Gilroy despliega perfectamente una mirada directa, tan pesimista como ambigua, hacia la imposibilidad de un cambio real, de una lucha con repercusión. Su capacidad para retratar visualmente el contexto e introducir a los personajes en él resulta magnífica mediante un formalismo que se traduce en la construcción de unos planos cerrados, muy bien elaborados, en los que la realidad se transforma –siguiendo la mirada de Roman- en algo tan tangible como irreal debido a su incomprensión de aquello que le rodea. Gilroy transmite un contexto frío en el que aquello que se sitúa en el fondo posee tanta, o más, relevancia que aquello que vemos en primer plano. En este sentido, el trabajo visual de Gilroy es tan cuidado como asombroso a la hora de perfilar un territorio cinematográfico geométrico pero a su vez caótico, elegante en su construcción pero sucio en su interior.
Pero hay en Roman J. Israel, Esq un cierto sentido de ‘cine de tesis’ que no ahoga del todo los grandes logros de la película, pero sí ocasiona que finalmente sea en cierto modo fallida en sus intentos. Porque opta por una resolución basada en un (auto) perdón por parte de Roman que tiene algo de ejemplificador, de redención de una culpa surgida por un error puntual que, sin embargo, trastoca la vida de Roman y conduce al personaje a la perdición.
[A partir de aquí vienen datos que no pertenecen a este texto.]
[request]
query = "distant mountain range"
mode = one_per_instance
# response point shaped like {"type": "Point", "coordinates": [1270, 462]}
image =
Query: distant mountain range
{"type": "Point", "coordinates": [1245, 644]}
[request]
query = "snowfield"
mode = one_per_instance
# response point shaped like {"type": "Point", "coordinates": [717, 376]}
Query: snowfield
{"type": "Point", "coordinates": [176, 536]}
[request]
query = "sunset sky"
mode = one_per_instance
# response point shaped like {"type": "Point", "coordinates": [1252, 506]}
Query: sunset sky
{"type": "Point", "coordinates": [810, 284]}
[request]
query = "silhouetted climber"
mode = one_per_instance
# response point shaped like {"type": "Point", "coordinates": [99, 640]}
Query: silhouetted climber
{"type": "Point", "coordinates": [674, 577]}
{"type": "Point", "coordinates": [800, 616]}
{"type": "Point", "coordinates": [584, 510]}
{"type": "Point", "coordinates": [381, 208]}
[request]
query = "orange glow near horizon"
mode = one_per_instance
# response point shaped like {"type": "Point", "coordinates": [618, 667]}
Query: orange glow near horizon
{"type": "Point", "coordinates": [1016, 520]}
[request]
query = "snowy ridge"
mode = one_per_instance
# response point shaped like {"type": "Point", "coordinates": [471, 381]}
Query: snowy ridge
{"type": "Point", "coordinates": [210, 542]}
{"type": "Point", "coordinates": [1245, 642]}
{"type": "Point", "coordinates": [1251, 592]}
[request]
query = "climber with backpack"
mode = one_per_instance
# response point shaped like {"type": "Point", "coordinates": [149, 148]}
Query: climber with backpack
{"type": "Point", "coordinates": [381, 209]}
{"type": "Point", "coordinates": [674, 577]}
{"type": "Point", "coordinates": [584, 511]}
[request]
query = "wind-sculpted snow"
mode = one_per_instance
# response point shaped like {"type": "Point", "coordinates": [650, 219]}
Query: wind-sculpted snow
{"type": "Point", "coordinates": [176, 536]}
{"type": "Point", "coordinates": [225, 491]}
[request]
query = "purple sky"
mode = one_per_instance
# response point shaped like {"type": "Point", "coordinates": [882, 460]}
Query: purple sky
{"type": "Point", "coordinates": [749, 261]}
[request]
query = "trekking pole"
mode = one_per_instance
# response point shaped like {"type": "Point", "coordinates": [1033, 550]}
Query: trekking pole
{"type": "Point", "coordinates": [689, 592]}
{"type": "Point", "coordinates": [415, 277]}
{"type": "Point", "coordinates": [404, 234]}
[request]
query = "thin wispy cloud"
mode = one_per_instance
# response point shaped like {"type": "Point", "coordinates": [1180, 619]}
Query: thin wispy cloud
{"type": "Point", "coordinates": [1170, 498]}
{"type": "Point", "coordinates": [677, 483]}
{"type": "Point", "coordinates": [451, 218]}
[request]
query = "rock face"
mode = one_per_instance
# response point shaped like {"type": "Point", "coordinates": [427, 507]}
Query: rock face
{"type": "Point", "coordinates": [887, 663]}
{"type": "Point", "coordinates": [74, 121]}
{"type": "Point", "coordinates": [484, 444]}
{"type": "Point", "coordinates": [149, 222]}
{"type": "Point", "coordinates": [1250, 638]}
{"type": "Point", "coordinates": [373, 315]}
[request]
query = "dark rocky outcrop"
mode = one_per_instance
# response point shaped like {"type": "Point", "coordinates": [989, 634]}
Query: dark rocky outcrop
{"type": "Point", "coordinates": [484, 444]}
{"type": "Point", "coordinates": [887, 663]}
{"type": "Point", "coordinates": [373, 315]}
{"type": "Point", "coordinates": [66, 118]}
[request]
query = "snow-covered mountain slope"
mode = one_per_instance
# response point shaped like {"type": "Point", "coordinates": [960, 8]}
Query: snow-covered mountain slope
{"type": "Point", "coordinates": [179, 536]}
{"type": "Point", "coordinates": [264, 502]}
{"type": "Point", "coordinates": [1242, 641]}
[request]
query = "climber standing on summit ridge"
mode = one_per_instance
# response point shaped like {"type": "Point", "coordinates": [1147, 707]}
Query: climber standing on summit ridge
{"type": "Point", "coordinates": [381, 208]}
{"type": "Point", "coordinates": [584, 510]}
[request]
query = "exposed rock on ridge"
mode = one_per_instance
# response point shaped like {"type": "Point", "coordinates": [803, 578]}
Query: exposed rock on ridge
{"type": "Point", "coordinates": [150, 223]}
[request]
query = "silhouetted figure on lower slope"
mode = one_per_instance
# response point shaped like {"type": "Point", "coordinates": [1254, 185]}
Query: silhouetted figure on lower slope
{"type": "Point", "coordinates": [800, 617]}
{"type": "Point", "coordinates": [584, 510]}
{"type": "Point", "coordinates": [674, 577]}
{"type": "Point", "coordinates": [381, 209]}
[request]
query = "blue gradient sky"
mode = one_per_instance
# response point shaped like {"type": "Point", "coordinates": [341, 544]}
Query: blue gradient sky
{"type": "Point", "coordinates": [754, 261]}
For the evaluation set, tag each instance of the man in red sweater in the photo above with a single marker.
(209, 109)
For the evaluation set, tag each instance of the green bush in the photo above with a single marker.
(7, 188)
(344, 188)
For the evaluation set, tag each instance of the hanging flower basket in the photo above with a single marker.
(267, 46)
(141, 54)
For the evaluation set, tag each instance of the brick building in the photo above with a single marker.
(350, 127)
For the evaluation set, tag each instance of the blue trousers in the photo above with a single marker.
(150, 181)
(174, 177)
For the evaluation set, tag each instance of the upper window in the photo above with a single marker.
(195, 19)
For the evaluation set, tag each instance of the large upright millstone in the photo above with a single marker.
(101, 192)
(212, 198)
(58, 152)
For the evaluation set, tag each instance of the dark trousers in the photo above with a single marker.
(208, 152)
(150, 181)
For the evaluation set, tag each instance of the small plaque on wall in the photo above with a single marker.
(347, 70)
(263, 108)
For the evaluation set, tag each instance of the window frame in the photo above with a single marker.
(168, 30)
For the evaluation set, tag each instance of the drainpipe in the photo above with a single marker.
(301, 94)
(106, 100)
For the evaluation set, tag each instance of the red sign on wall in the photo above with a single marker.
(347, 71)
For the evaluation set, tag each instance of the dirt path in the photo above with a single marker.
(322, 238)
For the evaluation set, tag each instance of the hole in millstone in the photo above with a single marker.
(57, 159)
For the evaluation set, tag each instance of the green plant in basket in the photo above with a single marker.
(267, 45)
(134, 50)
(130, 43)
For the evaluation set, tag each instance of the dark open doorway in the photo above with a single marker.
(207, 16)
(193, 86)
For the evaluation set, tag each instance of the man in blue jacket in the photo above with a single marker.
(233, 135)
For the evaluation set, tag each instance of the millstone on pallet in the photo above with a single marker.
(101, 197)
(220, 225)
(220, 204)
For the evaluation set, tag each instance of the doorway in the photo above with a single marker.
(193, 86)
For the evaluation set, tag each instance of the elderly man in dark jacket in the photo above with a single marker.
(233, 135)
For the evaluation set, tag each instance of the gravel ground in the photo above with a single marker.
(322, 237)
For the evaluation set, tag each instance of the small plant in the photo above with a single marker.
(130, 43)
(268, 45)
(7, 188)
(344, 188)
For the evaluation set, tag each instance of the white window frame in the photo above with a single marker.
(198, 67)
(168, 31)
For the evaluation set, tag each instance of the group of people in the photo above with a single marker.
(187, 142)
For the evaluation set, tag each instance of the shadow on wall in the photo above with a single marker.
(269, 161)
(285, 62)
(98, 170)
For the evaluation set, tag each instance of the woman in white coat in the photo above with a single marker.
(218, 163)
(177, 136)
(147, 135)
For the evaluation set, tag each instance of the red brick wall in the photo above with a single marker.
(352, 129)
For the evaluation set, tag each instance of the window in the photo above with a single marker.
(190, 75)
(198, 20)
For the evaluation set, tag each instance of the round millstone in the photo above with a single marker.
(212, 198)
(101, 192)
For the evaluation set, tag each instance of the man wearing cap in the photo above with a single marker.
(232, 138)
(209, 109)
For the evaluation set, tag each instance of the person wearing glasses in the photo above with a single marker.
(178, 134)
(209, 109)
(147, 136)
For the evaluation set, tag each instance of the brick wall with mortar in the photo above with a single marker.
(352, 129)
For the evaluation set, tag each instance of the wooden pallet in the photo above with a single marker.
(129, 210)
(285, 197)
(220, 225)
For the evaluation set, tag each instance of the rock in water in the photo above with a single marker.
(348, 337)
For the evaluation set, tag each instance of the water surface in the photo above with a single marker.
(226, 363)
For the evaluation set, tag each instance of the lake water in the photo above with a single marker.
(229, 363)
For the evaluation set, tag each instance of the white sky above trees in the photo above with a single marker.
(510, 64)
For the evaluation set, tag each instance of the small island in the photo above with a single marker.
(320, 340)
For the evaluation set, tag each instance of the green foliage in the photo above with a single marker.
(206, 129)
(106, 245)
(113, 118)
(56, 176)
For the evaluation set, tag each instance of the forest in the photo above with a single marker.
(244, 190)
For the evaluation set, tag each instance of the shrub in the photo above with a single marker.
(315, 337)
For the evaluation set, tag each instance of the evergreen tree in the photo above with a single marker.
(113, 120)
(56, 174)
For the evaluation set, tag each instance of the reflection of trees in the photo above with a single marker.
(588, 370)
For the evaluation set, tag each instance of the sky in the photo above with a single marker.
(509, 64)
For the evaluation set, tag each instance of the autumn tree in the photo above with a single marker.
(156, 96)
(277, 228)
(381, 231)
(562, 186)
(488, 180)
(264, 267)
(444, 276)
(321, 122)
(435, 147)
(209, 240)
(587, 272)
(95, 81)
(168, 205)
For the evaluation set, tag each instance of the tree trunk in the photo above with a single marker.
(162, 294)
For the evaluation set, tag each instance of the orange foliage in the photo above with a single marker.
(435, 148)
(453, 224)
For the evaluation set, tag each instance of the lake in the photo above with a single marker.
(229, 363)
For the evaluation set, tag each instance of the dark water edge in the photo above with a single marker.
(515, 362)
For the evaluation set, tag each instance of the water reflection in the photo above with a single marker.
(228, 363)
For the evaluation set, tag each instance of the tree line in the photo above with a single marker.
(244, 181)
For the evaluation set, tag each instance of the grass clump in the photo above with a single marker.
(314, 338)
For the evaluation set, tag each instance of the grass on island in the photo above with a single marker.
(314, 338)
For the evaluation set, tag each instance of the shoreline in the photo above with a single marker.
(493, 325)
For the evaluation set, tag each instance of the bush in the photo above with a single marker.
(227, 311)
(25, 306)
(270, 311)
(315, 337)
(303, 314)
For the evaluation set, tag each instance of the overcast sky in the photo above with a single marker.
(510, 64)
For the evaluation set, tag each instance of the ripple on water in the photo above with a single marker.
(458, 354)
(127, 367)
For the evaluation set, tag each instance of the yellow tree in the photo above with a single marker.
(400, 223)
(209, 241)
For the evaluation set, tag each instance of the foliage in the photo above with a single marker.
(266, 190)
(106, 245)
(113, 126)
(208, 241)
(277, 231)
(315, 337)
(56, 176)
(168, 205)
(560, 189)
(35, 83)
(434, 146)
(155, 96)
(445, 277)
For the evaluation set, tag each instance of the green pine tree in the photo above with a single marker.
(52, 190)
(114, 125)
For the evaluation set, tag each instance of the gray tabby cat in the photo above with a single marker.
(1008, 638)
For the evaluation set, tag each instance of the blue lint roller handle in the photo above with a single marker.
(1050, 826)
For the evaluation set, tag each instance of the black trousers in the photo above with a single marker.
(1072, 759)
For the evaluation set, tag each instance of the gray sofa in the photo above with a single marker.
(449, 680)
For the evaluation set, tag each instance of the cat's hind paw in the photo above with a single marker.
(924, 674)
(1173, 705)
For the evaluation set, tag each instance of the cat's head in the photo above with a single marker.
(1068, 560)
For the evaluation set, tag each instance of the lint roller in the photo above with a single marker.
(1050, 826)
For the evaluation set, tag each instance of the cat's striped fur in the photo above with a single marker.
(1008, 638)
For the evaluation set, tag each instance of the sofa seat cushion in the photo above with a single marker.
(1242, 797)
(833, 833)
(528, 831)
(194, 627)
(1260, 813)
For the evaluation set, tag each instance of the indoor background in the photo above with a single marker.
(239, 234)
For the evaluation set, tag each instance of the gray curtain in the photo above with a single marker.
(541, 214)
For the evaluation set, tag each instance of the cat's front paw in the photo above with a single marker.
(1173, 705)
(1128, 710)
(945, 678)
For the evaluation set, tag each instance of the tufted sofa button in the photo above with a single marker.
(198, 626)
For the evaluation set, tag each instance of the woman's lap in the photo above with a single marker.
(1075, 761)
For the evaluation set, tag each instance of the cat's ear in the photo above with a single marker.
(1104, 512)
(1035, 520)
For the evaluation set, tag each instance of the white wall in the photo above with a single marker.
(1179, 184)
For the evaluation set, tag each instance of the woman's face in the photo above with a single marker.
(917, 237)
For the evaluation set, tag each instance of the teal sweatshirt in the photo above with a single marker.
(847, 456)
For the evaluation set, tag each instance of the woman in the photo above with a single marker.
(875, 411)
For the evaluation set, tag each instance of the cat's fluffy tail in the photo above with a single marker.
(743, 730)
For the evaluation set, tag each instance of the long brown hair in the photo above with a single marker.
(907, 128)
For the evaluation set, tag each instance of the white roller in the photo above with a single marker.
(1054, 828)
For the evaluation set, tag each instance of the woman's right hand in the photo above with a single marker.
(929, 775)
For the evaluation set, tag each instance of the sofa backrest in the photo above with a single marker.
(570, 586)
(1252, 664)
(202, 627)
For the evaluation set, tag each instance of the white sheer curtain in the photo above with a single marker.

El contrapunto se encuentra en el personaje de George, quien a través de su admiración hacia Roman, acabará no solo por entender su excentricidad, también variar en su forma de desarrollar la abogacía. Recurso algo vago, aunque comprensible, que Gilroy, en varios aspectos, usa para indicar dónde, quizá, se encuentre la manera de cambiar las cosas de manera real en el presente. En cualquier caso, el carácter apresurado de la resolución –y eso que presenta una de las mejores secuencias de la película- contraviene el medido ritmo que Gilroy se ha tomado para ir desarrollando el resto de la historia, atento, como decíamos, a las imágenes como elementos narrativos a pesar de un guion sólido y lleno de diálogos. Roman J. Israel, Esq., posiblemente tenga algo fallido en términos generales, pero reafirma que Gilroy es un cineasta de gran interés en cuanto a su búsqueda de la imagen como vehículo narrativo y para crear a través de ellas un contexto amplio a partir del cual desplegar una mirada crítica hacia nuestra realidad.
A favor: Washington, a pesar de cierta afectación. La dirección de Gilroy, llena de sentido en cada plano, con la ayuda de Robert Elswit en la dirección de fotografía.
En contra: Todo el tramo final que conduce a la película a una obviedad que resulta muy molesta teniendo en cuenta todo lo anteriormente expuesto.